Created specifically for a job run and destroyed when it finishes. This is the correct standard for production.

{
  "new_cluster": {
    "spark_version": "14.3.x-scala2.12",
    "node_type_id": "Standard_DS3_v2",
    "num_workers": 4,
    "autoscale": {
      "min_workers": 2,
      "max_workers": 8
    }
  }
}

SQL warehouse

For analytical SQL queries and BI via Databricks SQL. Decoupled from Spark clusters — more efficient for purely SQL workloads.
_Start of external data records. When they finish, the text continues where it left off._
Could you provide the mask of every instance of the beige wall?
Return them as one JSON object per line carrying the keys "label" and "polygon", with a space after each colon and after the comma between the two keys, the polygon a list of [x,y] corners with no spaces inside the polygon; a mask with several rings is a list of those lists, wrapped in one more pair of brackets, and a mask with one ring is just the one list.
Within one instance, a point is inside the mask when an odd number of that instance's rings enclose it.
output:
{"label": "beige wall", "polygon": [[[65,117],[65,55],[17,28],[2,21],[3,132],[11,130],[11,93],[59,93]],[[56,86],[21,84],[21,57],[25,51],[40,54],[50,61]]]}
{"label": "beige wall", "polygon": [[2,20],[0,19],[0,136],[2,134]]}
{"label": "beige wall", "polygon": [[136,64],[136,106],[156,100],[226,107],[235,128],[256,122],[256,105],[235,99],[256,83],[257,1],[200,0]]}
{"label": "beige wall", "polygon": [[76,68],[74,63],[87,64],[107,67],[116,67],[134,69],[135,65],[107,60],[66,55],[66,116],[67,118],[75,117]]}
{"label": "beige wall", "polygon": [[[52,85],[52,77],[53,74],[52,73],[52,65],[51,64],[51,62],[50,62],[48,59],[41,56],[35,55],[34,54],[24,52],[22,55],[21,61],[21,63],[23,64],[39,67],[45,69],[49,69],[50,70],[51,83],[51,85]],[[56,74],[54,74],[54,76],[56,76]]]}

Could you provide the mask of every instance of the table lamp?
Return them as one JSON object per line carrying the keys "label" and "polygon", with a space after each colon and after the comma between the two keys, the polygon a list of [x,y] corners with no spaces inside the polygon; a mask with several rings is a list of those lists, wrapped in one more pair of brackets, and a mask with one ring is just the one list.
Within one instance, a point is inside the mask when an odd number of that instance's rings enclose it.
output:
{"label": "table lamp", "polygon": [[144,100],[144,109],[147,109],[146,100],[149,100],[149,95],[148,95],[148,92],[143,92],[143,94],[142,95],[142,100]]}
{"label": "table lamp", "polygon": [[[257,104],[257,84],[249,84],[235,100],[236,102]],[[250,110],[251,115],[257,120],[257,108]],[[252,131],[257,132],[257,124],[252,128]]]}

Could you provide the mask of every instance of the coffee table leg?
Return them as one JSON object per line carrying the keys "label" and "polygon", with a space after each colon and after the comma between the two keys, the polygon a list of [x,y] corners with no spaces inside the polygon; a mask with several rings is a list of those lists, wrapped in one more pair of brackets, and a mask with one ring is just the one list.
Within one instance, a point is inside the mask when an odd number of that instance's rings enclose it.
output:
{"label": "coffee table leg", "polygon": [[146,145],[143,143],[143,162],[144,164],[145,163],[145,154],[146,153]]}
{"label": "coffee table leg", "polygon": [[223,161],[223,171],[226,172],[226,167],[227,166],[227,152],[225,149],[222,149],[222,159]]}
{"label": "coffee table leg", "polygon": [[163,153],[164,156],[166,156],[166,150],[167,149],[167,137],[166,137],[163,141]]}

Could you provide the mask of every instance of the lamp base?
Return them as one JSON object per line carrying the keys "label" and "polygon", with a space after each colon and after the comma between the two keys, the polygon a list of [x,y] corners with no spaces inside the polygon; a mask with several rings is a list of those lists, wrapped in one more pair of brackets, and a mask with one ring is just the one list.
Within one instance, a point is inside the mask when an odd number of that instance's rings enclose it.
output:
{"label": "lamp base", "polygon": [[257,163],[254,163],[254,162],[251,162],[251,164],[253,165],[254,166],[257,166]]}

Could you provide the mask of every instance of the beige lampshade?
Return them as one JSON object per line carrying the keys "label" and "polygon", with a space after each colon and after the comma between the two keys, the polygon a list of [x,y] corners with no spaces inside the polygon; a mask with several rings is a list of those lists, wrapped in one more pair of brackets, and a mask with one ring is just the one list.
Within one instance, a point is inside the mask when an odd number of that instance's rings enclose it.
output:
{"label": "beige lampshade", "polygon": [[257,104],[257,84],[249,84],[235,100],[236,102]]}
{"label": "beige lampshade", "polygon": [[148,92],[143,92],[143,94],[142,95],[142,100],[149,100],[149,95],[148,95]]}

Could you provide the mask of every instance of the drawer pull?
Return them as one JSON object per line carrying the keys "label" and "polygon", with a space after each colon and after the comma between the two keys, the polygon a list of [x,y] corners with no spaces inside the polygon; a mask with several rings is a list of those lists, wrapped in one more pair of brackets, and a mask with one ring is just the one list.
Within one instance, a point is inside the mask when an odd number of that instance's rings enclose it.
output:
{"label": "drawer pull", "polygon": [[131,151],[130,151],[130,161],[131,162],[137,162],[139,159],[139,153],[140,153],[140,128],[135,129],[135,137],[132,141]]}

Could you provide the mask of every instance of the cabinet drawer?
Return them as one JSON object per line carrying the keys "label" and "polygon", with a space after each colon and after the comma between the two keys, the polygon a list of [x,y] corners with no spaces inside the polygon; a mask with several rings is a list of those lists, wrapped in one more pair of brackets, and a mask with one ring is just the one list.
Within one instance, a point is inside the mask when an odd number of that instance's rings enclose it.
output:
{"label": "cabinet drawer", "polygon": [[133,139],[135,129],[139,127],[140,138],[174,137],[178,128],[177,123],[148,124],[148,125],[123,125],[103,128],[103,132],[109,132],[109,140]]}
Cluster sizing for production

Avoid the common mistake of overprovisioning. Start small and monitor:

# Check resource usage in the job
spark.sparkContext.statusTracker().getExecutorInfos()
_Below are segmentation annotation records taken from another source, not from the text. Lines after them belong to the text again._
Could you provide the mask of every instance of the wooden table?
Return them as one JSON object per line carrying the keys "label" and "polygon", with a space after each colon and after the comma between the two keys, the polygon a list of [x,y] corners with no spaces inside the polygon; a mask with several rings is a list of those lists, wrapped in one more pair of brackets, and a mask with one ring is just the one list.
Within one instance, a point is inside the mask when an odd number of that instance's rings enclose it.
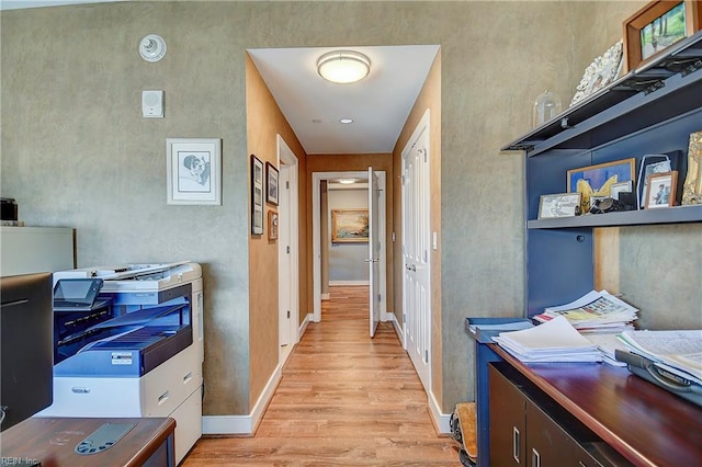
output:
{"label": "wooden table", "polygon": [[[112,447],[79,455],[76,445],[104,423],[136,423]],[[0,433],[2,465],[38,459],[42,467],[174,466],[176,421],[171,418],[31,418]]]}
{"label": "wooden table", "polygon": [[701,407],[624,367],[524,364],[498,345],[489,345],[632,464],[702,465]]}

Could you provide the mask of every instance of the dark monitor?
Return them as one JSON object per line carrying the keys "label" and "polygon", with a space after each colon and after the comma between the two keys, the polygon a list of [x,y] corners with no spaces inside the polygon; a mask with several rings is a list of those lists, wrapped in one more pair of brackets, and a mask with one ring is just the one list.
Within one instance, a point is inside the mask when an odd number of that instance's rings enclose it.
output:
{"label": "dark monitor", "polygon": [[0,277],[0,431],[54,400],[52,274]]}

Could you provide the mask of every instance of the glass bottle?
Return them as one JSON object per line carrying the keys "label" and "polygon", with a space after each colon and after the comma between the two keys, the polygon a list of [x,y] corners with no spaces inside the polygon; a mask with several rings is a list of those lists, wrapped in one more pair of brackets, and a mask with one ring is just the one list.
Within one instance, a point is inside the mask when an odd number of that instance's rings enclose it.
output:
{"label": "glass bottle", "polygon": [[532,125],[541,126],[561,113],[561,98],[548,90],[539,94],[532,111]]}

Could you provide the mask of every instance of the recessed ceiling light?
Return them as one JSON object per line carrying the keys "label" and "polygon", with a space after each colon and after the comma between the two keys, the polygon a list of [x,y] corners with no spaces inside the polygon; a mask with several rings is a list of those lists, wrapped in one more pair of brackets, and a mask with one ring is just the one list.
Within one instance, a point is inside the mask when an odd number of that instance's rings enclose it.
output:
{"label": "recessed ceiling light", "polygon": [[371,59],[352,50],[335,50],[317,60],[317,72],[327,81],[347,84],[365,78],[371,71]]}

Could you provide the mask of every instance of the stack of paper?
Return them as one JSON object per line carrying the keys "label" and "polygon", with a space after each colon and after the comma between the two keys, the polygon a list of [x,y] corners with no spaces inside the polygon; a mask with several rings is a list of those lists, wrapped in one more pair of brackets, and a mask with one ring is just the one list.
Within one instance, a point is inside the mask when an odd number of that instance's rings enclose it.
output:
{"label": "stack of paper", "polygon": [[584,338],[563,316],[530,329],[500,332],[492,340],[522,362],[602,361],[597,345]]}
{"label": "stack of paper", "polygon": [[545,308],[534,319],[547,322],[563,316],[582,333],[613,333],[633,330],[632,322],[636,320],[637,314],[636,308],[609,292],[592,291],[569,304]]}
{"label": "stack of paper", "polygon": [[657,366],[702,385],[702,330],[625,331],[618,338]]}

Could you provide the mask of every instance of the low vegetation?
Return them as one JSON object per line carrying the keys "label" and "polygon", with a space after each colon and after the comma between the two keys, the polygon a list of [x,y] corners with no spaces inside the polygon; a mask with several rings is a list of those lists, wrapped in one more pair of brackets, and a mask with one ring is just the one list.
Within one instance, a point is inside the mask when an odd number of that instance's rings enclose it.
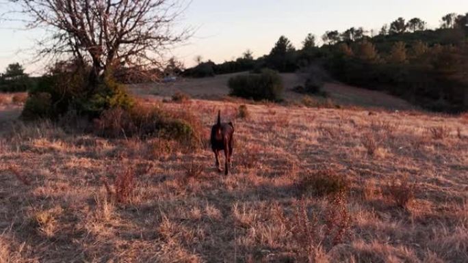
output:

For typical transformation jobs:

  • Small (up to 50GB): Standard_DS3_v2 with 2-4 workers
  • Medium (50-500GB): Standard_DS4_v2 with 4-8 workers
  • Large (500GB+): consider Standard_DS5_v2 with autoscaling

Essential Spark config

spark.conf.set("spark.databricks.delta.optimizeWrite.enabled", "true")
spark.conf.set("spark.databricks.delta.autoCompact.enabled", "true")
spark.conf.set("spark.sql.shuffle.partitions", "200")  # adjust by volume

Notebooks in production

Recommended structure

notebooks/
  ingestion/
    bronze_orders.py
    bronze_customers.py
  transformation/
    silver_orders.py
    gold_revenue.py
  utils/
    common_functions.py
    logging.py

%run vs dbutils.notebook.run

Use %run to import utilities on the same cluster (more efficient):

%run ../utils/common_functions

Use dbutils.notebook.run to execute notebooks as subprocesses with parameters:

result = dbutils.notebook.run(
  "./silver_orders",
  timeout_seconds=3600,
  arguments={"date": "2026-04-01", "env": "prod"}
)

Widgets for parameterization

dbutils.widgets.text("execution_date", "", "Execution date")
dbutils.widgets.dropdown("env", "dev", ["dev", "staging", "prod"])
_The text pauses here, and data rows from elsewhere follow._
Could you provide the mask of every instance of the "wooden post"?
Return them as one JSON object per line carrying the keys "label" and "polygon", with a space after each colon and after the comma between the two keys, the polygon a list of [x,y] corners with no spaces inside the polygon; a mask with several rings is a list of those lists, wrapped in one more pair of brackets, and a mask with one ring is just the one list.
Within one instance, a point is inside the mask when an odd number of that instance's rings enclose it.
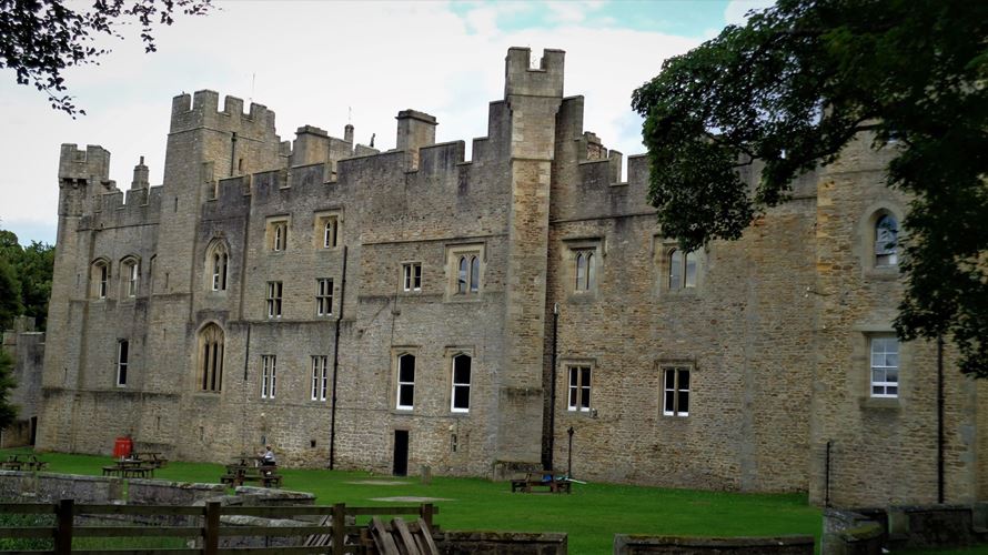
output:
{"label": "wooden post", "polygon": [[425,524],[429,525],[429,529],[432,529],[432,503],[425,503],[419,508],[419,516],[425,521]]}
{"label": "wooden post", "polygon": [[203,555],[220,553],[220,503],[211,501],[205,504],[205,526],[202,531]]}
{"label": "wooden post", "polygon": [[72,553],[72,521],[74,516],[73,500],[59,502],[56,515],[58,516],[58,531],[54,535],[54,552],[59,555]]}
{"label": "wooden post", "polygon": [[346,542],[346,505],[336,503],[333,505],[333,555],[343,555],[343,544]]}

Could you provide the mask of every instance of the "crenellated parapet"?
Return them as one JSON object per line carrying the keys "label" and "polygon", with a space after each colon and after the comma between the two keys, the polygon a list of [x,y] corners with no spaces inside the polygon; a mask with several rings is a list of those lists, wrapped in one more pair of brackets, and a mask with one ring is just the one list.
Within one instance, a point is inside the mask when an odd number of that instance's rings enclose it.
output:
{"label": "crenellated parapet", "polygon": [[238,131],[255,138],[273,137],[274,112],[263,104],[251,102],[250,112],[244,113],[243,100],[236,97],[225,97],[221,111],[220,94],[210,90],[173,98],[169,132],[179,133],[199,128]]}

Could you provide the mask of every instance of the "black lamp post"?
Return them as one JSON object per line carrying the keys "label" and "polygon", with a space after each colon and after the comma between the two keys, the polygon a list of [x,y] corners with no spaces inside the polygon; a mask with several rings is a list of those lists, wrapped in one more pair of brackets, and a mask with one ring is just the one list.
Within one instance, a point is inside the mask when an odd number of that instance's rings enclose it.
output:
{"label": "black lamp post", "polygon": [[566,461],[566,476],[573,477],[573,426],[569,426],[569,430],[566,431],[569,434],[569,450]]}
execution_date = dbutils.widgets.get("execution_date")
env = dbutils.widgets.get("env")

Databricks Workflows (Jobs)

Creating a multi-task job

{
  "name": "pipeline_silver_daily",
  "tasks": [
    {
      "task_key": "ingest_bronze",
      "notebook_task": { "notebook_path": "/ingestion/bronze_orders" },
      "new_cluster": { ... }
    },
    {
      "task_key": "transform_silver",
      "depends_on": [{ "task_key": "ingest_bronze" }],
      "notebook_task": { "notebook_path": "/transformation/silver_orders" },
      "new_cluster": { ... }
    }
  ],
  "schedule": {
    "quartz_cron_expression": "0 0 6 * * ?",
    "timezone_id": "America/Sao_Paulo"
  }
}

Retry and alerts

{
  "max_retries": 2,
  "min_retry_interval_millis": 300000,
  "email_notifications": {
    "on_failure": ["data-team@company.com"],
    "on_success": []
  }
}

Secrets with Databricks Secret Scope

Never store credentials in notebooks. Use Secret Scopes linked to Azure Key Vault:

storage_account_key = dbutils.secrets.get(
    scope="kv-lakehouse-prod",
    key="adls-storage-account-key"
)

spark.conf.set(
    "fs.azure.account.key.datalakeprod.dfs.core.windows.net",
    storage_account_key
)

Cost optimization

  1. Spot instances for interruption-tolerant jobs (60-80% savings)
  2. Auto-terminate mandatory on all-purpose clusters
  3. Photon only where there's measurable gain on analytical SQL queries
  4. Job clusters always in production, never all-purpose
  5. Monitor with Cost Analysis in Azure + Databricks Account Console

Unity Catalog integration

# Always use three-part naming with Unity Catalog
df = spark.read.table("catalog_prod.silver.orders")

df.write \
  .format("delta") \
  .mode("overwrite") \
  .saveAsTable("catalog_prod.gold.revenue_daily")

Avoid absolute ADLS paths when Unity Catalog is configured — always use the catalog namespace.